Solution reaction path Hamiltonian based on reference interaction site model self-consistent field method: Application to Menshutkin-type reactions

Abstract

A reaction path Hamiltonian model is developed for describing chemical reaction dynamics in solution based on reference interaction site model self-consistent field (RISM-SCF) method. A systematic procedure is devised to determine all the quantities involved in the present Hamiltonian by the RISM-SCF electronic structure calculations for reaction systems combined with molecular dynamics simulations for bulk solvents. The present model is applied to the Menshutkin-type reactions between NH3 and methylhalides CH3X (X=Cl, Br, and I) in aqueous solution. The barrier height becomes lower with the increase of the size of leaving halogen atom, and the calculated activation energy for the CH3I reaction is in a good agreement with the experiment.

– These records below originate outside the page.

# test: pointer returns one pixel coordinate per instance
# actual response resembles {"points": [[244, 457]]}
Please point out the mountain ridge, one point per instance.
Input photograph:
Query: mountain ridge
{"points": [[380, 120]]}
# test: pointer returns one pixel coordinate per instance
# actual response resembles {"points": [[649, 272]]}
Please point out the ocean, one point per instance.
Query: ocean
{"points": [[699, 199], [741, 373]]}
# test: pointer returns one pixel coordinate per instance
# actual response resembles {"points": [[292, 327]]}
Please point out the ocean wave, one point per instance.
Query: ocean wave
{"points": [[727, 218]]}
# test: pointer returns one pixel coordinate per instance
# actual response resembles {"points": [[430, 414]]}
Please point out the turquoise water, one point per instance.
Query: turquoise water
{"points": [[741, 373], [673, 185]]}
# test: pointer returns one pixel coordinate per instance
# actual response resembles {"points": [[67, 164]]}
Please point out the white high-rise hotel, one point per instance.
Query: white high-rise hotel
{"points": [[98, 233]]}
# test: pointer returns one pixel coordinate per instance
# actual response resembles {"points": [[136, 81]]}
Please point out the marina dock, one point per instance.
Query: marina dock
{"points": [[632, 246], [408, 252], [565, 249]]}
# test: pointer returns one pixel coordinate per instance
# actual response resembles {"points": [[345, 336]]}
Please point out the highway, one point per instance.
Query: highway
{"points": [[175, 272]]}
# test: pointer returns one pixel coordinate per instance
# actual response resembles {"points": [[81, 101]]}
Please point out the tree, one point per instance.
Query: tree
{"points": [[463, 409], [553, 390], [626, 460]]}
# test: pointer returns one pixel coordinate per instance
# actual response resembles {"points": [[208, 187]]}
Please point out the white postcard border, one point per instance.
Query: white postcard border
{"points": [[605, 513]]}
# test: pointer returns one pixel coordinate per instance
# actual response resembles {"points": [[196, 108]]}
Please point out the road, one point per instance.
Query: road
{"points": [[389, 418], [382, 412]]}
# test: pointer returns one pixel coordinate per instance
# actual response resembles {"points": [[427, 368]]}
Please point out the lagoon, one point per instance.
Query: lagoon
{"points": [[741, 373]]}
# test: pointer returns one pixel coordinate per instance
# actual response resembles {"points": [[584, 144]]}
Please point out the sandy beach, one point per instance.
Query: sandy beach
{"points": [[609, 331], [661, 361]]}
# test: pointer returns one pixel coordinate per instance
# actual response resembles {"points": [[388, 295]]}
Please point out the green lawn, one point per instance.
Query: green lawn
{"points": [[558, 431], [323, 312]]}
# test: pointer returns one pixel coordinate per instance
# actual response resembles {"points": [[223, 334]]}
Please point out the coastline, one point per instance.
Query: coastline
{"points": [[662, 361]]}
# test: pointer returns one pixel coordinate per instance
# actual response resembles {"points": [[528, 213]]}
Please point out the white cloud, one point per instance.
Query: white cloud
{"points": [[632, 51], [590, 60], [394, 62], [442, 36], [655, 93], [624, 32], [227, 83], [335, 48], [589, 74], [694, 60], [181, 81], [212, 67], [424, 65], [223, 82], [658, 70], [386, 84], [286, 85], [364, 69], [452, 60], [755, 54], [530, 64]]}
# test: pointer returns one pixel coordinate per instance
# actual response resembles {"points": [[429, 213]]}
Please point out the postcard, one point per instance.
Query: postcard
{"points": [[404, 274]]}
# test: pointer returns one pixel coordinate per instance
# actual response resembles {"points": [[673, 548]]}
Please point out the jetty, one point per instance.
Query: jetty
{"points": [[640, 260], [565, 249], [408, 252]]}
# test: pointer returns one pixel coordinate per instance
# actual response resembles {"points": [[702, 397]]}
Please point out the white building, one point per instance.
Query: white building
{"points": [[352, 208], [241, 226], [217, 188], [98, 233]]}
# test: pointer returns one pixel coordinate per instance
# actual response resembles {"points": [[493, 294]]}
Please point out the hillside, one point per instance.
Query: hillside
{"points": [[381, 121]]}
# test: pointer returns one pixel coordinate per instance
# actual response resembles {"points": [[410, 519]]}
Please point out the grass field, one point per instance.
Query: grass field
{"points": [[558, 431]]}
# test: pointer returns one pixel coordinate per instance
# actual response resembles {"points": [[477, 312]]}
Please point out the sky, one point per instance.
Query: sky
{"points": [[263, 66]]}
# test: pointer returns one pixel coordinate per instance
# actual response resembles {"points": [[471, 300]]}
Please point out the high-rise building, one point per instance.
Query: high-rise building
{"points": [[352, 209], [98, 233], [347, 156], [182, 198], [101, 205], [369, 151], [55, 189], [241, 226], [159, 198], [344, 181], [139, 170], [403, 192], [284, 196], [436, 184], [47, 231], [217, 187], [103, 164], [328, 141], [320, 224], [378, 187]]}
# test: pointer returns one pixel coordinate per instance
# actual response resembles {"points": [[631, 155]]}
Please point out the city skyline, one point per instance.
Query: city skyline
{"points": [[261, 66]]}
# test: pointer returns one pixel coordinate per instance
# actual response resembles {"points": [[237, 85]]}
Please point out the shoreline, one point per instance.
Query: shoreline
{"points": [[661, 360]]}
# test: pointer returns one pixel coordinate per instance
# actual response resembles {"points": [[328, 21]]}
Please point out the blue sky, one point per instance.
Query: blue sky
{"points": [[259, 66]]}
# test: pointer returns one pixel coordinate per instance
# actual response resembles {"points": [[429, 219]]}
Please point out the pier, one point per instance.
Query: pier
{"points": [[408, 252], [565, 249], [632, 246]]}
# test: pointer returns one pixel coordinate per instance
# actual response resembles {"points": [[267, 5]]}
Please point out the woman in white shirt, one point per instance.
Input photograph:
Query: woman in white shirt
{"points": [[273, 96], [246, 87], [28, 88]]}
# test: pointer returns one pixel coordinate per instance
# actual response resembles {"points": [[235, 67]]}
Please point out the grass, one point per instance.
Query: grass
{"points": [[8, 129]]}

The magnitude of the time dependent as well as the static solvent friction is CH3Cl<CH3Br<CH3I in the increasing order. The frequency dependent solute–solvent coupling term is found to be almost a linear function of the reaction coordinate. The transmission coefficient is estimated to be 0.84, 0.81, and 0.60, respectively, for the reactions of CH3Cl,CH3Br, and CH3I by trajectory calculations with the present reaction path Hamiltonian model. The calculated transmission coefficients are compared with those by the Grote-Hynes and Kramers’ theory.